To ensure universal coverage of the ID system, the legal framework should therefore be updated to remove or amend the above laws to excise explicit instances of discrimination and other barriers to access. Practitioners should also ensure compliance with international norms and conventions that enshrine the right to recognition before the law and require governments to provide every refugee, stateless person, and internally displaced person with a means of identifying themselves (e.g., in the form of passports, identity documents, birth certificates, etc.), including the UN Convention relating to the Status of Refugees (Article 27), the Convention relating to the Status of Stateless Persons (Article 27), the UN Guiding Principles on Internally Displaced Persons (Principle 20), and the Convention for the Protection and Assistance of Internally Displaced Persons in Africa (Article 13).

In addition to the above, practitioners should pay special attention to policies, laws, and regulations related to design-features of the ID system that have the potential to exclude significant portions of the population. This includes whether or not the ID is mandatory, which is discussed below, and topics discussed in a variety of other sections in this Guide, including who is eligible to register in the ID system (including citizens and non-citizens), which data are collected, registration procedures and strategies, what technology is used for credentials and authentication, mechanisms for public engagement, and more.

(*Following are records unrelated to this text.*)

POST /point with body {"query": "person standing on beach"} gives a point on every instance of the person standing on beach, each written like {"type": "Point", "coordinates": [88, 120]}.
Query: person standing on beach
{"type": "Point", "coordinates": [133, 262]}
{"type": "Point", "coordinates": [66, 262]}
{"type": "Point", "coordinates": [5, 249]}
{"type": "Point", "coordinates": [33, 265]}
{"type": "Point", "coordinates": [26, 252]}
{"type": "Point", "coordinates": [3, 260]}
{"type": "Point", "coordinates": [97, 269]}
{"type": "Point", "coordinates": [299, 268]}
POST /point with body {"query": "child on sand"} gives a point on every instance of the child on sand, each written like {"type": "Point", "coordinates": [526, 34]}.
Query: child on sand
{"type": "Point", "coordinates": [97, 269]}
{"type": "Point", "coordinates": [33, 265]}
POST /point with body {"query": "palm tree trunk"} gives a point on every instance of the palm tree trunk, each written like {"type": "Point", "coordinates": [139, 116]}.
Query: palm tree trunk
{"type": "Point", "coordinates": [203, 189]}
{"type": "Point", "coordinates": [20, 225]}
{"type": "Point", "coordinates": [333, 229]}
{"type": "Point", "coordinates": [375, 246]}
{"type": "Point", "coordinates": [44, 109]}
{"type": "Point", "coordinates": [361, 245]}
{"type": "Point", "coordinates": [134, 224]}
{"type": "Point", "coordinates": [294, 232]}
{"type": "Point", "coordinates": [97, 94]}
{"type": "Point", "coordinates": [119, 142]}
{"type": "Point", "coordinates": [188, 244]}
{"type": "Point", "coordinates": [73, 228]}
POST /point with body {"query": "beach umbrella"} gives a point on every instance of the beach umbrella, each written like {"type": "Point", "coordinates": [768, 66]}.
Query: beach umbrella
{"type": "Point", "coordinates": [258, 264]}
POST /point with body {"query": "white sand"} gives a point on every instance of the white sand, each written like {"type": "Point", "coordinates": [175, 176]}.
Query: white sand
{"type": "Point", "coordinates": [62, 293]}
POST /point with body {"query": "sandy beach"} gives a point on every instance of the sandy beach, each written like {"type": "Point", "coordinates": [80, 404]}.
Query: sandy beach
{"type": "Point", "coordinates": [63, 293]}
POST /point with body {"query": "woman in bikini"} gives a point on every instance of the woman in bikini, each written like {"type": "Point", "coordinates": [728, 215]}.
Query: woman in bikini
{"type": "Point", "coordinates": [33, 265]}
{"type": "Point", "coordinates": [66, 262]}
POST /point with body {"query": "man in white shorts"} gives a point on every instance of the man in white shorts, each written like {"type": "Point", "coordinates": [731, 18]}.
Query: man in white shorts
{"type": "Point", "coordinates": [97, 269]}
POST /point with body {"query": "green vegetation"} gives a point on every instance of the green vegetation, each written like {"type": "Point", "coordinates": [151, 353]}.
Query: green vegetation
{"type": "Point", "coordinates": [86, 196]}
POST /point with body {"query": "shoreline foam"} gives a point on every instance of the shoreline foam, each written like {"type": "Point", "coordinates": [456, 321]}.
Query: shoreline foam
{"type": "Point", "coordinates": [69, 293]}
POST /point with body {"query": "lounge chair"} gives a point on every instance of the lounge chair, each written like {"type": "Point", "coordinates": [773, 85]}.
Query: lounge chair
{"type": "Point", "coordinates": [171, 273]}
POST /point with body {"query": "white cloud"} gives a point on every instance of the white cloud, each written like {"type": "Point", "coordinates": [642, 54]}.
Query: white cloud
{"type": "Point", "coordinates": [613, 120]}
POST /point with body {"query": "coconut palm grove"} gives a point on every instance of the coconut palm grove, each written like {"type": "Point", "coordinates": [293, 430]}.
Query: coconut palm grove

Box 14. Examples of legal measures for inclusion

In some countries, inclusion efforts are built into the legal framework for ID. In India, for example, the Aadhaar Act calls for special measures to ensure the inclusion of women, children, senior citizens, persons with disabilities, unskilled and unorganized workers, nomadic tribes and other categories of individuals as may be specified by regulations (Aadhaar Act 18 of 2016, §5).

Source: Adapted from the ID Enabling Environment Assessment (IDEEA).

Mandatory nature of ID

Some countries have ID systems that are explicitly mandatory, in the sense that the law imposes a sanction for failure to enroll. However, even where the ID system is ostensibly “voluntary,” it may become mandatory in practice if it is required to access to services and other transactions, making it impractical for anyone to opt out.

A strict conditioning of essential government services on the presentation of a specific ID can be problematic if access to that ID system is not universal or is applied in discriminatory ways. This problem can be particularly acute when IDs are required for services (like financial services that require KYC) but are provided only to nationals, unless alternative means are made for residents and other groups ordinarily living in a country—e.g., migrants, refugees, and stateless persons—to access public and private sector services. A number of jurisdictions have seen legal challenges to the constitutionality of mandatory ID systems, including India, Jamaica, and Kenya. In the United States, for example, certain religious groups challenged the requirement to obtain a social security number and were exempted (see Social Security - Program Operations Manual System).

In addition, some countries make it compulsory for people to carry physical identity credentials with them at all times and impose fines or other sanctions for failure to do so. Such systems have been criticized on the grounds that they create too many openings for abuse. Demanding that credentials be shown can be an avenue for police harassment of minority groups or persons who appear “foreign” and so are suspected of being undocumented immigrants, as well as serving as a prelude to more intrusive searches or investigations. It may also make people unnecessarily fearful of a situation where their ID credential is lost, stolen or destroyed. The mere fact of having to prove identity in a public space for no particular purpose may impinge on an individual’s privacy—such as laws applied in apartheid South Africa. However, public attitudes about requirements such as these may vary depending on the local legal and cultural attitudes.